The State Prosecutor General may, on a proposal by the Head of the Group or the Head of the Specialised Department, assign another state prosecutor ’ s office with territorial jurisdiction to deal with a specific case which falls within the jurisdiction of the Specialised Department, in so far as he or she deems that, considering the nature of the case, the prosecution of the perpetrator and the guidance of the police are to be more efficient under the jurisdiction of a state prosecutor ’ s office.
Any state prosecutor ’ s office with territorial jurisdiction to deal with the case is required to cooperate with the Group in the execution of its tasks.”
Article 10e
The tasks of detection and investigation of criminal offences set forth in Article 10(4) of this Act shall be carried out by persons vested with police powers who shall exercise the police officer posts in the Specialised Department.
The police officers of the Specialised Department may, for the purpose of implementing the jurisdiction of the Specialised Department set forth in Article 10(4) of this Act, carry out all police powers and tasks as determined by the act governing the police and by the act governing criminal proceedings, and regulations adopted on the basis thereof.
COMPLAINTS
1. The applicant complains under Article 2 of the Convention about the death of her son B.Å . She submits that B.Å . was afflicted by illness and should not have been approached by the police and medical staff in such a cruel and aggressive manner. She considers that his death occurred as a result of a use of force which was not absolutely necessary in the circumstances of the case.
In addition, she submits that the establishment of a commission to investigate into the circumstances of B.Š. ’ s death was only an attempt to conceal the truth, avoid responsibility and ensure that the incident was forgotten about.
2. The applicant further complains that the rejection of the criminal complaint against the police officers involved in the incident deprived her of an effective remedy within the meaning of Article 13 of the Convention.
Q UESTIONS
1. Was the dea th of the applicants ’ son B.Š. a result of a violation of Article 2 of the Convention?

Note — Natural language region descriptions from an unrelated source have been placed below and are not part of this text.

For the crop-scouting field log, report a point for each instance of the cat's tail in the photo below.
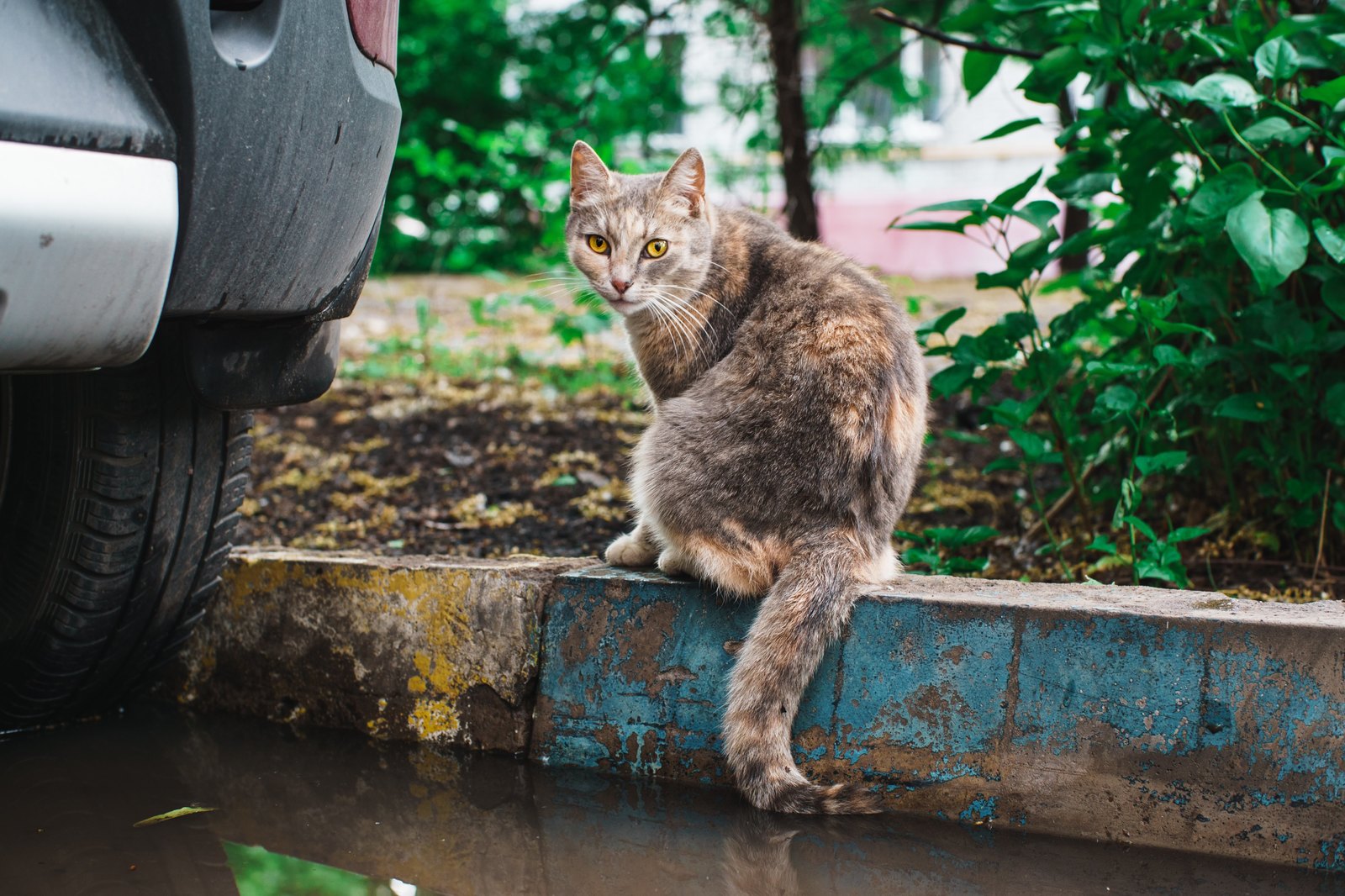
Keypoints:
(802, 613)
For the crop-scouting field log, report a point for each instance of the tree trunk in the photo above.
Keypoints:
(800, 208)
(1076, 217)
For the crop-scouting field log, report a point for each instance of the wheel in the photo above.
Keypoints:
(119, 497)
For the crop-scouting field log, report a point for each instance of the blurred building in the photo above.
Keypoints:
(935, 156)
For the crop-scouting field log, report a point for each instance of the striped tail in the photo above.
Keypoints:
(804, 609)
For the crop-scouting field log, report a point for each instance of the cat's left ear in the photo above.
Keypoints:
(588, 174)
(685, 181)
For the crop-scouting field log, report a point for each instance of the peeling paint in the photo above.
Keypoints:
(1127, 714)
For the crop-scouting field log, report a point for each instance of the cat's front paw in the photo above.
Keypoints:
(630, 551)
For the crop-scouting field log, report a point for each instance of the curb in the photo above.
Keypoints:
(430, 649)
(1131, 714)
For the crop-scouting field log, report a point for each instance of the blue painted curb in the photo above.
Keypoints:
(1133, 714)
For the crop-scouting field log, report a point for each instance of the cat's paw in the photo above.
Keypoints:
(630, 551)
(672, 562)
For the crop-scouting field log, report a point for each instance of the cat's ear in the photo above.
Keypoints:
(588, 174)
(685, 182)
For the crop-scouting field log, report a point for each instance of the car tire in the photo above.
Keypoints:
(119, 497)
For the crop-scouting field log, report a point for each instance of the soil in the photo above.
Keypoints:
(502, 465)
(486, 470)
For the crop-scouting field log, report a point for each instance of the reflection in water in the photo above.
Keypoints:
(259, 872)
(757, 857)
(329, 813)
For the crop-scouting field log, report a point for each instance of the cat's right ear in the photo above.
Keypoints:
(588, 174)
(685, 182)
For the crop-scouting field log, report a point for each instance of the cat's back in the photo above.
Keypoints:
(813, 299)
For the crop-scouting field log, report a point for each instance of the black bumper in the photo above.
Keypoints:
(282, 129)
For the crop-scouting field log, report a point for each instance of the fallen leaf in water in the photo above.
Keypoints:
(177, 813)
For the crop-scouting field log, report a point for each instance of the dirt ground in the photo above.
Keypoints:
(436, 465)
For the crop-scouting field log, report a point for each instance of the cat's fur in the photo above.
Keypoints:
(790, 414)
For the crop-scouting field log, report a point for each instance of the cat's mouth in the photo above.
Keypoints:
(625, 306)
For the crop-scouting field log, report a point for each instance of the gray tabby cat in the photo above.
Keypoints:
(790, 414)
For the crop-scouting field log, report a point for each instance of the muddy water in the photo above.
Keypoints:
(326, 813)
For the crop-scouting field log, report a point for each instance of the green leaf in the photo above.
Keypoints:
(1170, 356)
(1333, 405)
(1331, 93)
(978, 69)
(952, 380)
(1332, 240)
(1147, 568)
(1223, 91)
(1000, 463)
(1141, 525)
(1017, 192)
(1174, 91)
(1169, 327)
(948, 226)
(1033, 445)
(1004, 131)
(170, 815)
(1163, 461)
(972, 535)
(1230, 187)
(1333, 296)
(1118, 400)
(1277, 60)
(1052, 73)
(1248, 407)
(1103, 544)
(1273, 242)
(1275, 129)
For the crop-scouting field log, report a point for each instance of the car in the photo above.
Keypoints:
(190, 195)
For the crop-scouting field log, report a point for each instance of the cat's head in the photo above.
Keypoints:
(642, 240)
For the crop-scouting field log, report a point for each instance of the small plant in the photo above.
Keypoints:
(941, 549)
(1203, 369)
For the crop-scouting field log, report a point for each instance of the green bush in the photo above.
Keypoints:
(1197, 387)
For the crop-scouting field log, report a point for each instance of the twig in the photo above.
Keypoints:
(979, 46)
(1321, 529)
(849, 87)
(1076, 485)
(585, 104)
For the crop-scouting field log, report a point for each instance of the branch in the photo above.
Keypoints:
(849, 87)
(887, 15)
(584, 105)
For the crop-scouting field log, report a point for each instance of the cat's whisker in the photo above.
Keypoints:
(661, 316)
(699, 338)
(696, 293)
(666, 313)
(689, 338)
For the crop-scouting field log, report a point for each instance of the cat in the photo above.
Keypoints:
(789, 423)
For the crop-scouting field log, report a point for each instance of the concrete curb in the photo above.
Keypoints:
(430, 649)
(1130, 714)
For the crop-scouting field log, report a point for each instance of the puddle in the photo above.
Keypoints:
(334, 814)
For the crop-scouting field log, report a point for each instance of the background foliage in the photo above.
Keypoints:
(1197, 389)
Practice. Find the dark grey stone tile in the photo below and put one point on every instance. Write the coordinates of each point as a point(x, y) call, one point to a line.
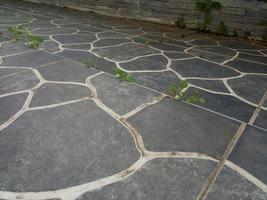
point(50, 46)
point(10, 105)
point(62, 147)
point(113, 34)
point(167, 47)
point(18, 82)
point(200, 68)
point(110, 42)
point(159, 81)
point(177, 55)
point(165, 178)
point(13, 48)
point(125, 52)
point(205, 41)
point(237, 44)
point(155, 62)
point(31, 59)
point(232, 186)
point(69, 39)
point(247, 67)
point(213, 85)
point(121, 97)
point(67, 71)
point(52, 31)
point(256, 58)
point(261, 120)
point(98, 63)
point(52, 93)
point(77, 46)
point(209, 56)
point(226, 105)
point(250, 87)
point(176, 126)
point(250, 152)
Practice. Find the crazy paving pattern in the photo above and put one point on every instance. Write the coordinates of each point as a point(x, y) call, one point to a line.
point(75, 132)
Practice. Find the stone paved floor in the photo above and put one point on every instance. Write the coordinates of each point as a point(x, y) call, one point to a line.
point(72, 132)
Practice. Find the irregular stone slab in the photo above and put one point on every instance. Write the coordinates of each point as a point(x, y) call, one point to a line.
point(121, 97)
point(50, 46)
point(200, 68)
point(9, 71)
point(125, 52)
point(53, 31)
point(18, 82)
point(235, 44)
point(224, 51)
point(51, 93)
point(213, 85)
point(247, 67)
point(177, 55)
point(31, 59)
point(69, 39)
point(204, 41)
point(209, 56)
point(96, 62)
point(262, 59)
point(250, 87)
point(165, 178)
point(10, 105)
point(77, 46)
point(159, 81)
point(250, 152)
point(60, 147)
point(110, 42)
point(155, 62)
point(167, 47)
point(226, 105)
point(113, 34)
point(66, 71)
point(10, 48)
point(232, 186)
point(261, 120)
point(176, 126)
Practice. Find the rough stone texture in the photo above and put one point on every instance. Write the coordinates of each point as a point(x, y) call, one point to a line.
point(165, 178)
point(176, 126)
point(250, 153)
point(121, 97)
point(239, 188)
point(200, 68)
point(52, 93)
point(62, 147)
point(10, 105)
point(66, 71)
point(18, 82)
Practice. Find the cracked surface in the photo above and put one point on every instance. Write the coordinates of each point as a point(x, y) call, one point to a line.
point(71, 131)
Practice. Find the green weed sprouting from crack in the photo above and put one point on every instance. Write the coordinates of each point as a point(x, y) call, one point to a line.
point(89, 63)
point(206, 7)
point(177, 90)
point(21, 32)
point(123, 75)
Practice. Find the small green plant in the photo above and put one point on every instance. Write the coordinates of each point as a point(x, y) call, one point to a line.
point(21, 32)
point(246, 34)
point(180, 23)
point(88, 63)
point(122, 75)
point(177, 90)
point(145, 41)
point(235, 33)
point(222, 29)
point(206, 7)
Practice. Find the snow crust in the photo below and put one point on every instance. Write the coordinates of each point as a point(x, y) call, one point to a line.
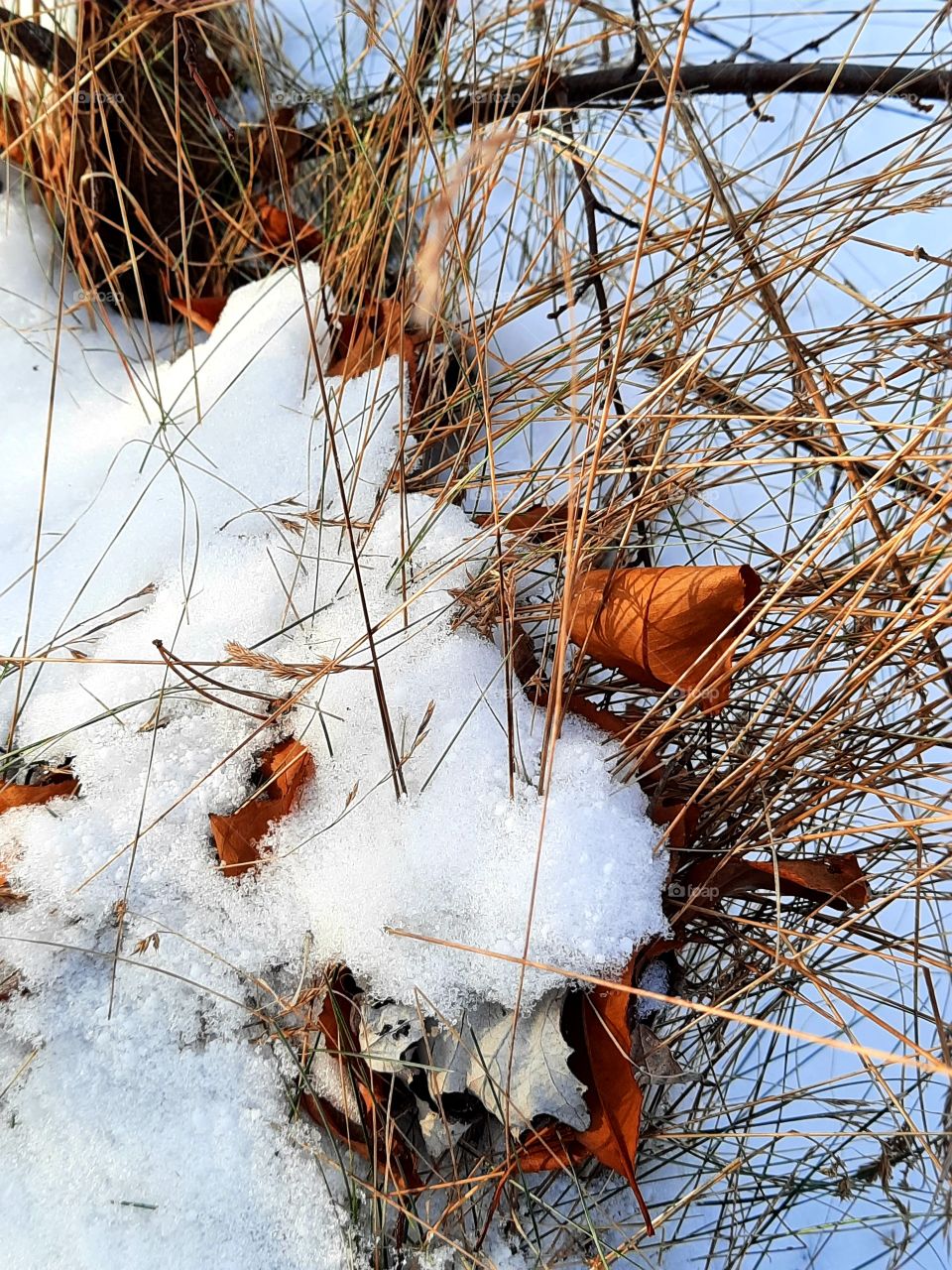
point(175, 509)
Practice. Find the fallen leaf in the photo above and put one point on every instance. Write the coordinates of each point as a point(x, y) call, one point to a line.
point(368, 338)
point(386, 1033)
point(665, 626)
point(540, 520)
point(284, 771)
point(281, 230)
point(203, 312)
point(652, 1058)
point(61, 785)
point(339, 1023)
point(540, 1151)
point(835, 879)
point(476, 1060)
point(58, 784)
point(613, 1096)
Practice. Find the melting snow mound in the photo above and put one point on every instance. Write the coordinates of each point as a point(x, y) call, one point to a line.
point(195, 502)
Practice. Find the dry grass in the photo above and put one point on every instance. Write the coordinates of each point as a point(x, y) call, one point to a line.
point(748, 362)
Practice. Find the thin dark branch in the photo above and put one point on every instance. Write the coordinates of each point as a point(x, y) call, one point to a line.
point(41, 48)
point(626, 84)
point(629, 85)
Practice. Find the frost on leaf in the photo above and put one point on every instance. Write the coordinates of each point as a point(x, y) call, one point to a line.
point(282, 772)
point(476, 1060)
point(386, 1033)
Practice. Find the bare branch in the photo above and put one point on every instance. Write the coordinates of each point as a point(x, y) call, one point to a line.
point(629, 85)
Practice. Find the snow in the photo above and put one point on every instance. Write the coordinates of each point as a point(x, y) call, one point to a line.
point(173, 509)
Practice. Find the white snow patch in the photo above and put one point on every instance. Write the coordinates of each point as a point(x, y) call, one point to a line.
point(169, 512)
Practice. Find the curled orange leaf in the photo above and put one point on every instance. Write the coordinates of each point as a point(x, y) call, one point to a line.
point(665, 626)
point(281, 230)
point(203, 312)
point(368, 338)
point(61, 785)
point(834, 879)
point(284, 771)
point(613, 1095)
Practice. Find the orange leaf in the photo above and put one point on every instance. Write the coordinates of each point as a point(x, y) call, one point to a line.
point(371, 336)
point(281, 230)
point(664, 626)
point(613, 1095)
point(834, 879)
point(542, 518)
point(58, 785)
point(325, 1115)
point(620, 725)
point(28, 795)
point(282, 772)
point(203, 312)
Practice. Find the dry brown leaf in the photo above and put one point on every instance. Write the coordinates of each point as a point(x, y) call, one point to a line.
point(652, 1058)
point(59, 785)
point(835, 879)
point(368, 338)
point(615, 1097)
point(284, 771)
point(281, 230)
point(540, 1151)
point(665, 626)
point(30, 795)
point(338, 1020)
point(203, 312)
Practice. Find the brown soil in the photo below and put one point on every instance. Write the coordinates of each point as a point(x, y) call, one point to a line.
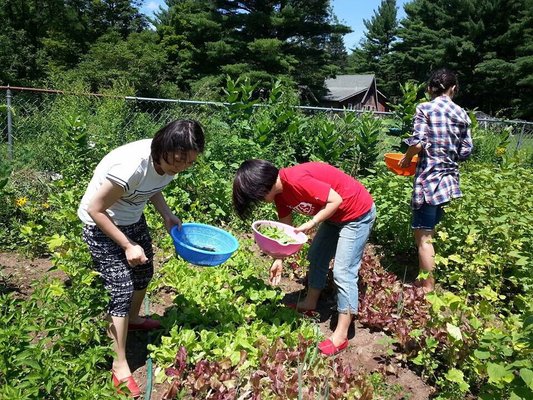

In particular, did B.Š. ’ s death occur as a result of force used in the course of the intervention initiated to bring him to the psychiatric hospital? If so, was the use of force absolutely necessary within the meaning of Article 2 of the Convention (see, for example, Giuliani and Gaggio v. Italy [GC], no. 23458/02, §§ 174-182 , ECHR 2011 (extracts) )? Moreover, once B.Š. began to vomit, did the police and medical staff take reasonable steps to avoid the risk of his death by monitoring his condition and providing timely medical assistance?
2. Having regard to the procedural obligation to investigate, was the investigation in the present case by the domestic authorities in breach of Article 2 of the Convention?
The Government are requested to submit copies of the complete case file pertaining to the investigation of B.Š. ’ s death, including copies of all interviews conducted in the case, and of all documents on the basis of which the criminal complaint lodged by the applicant ’ s representative was dismissed.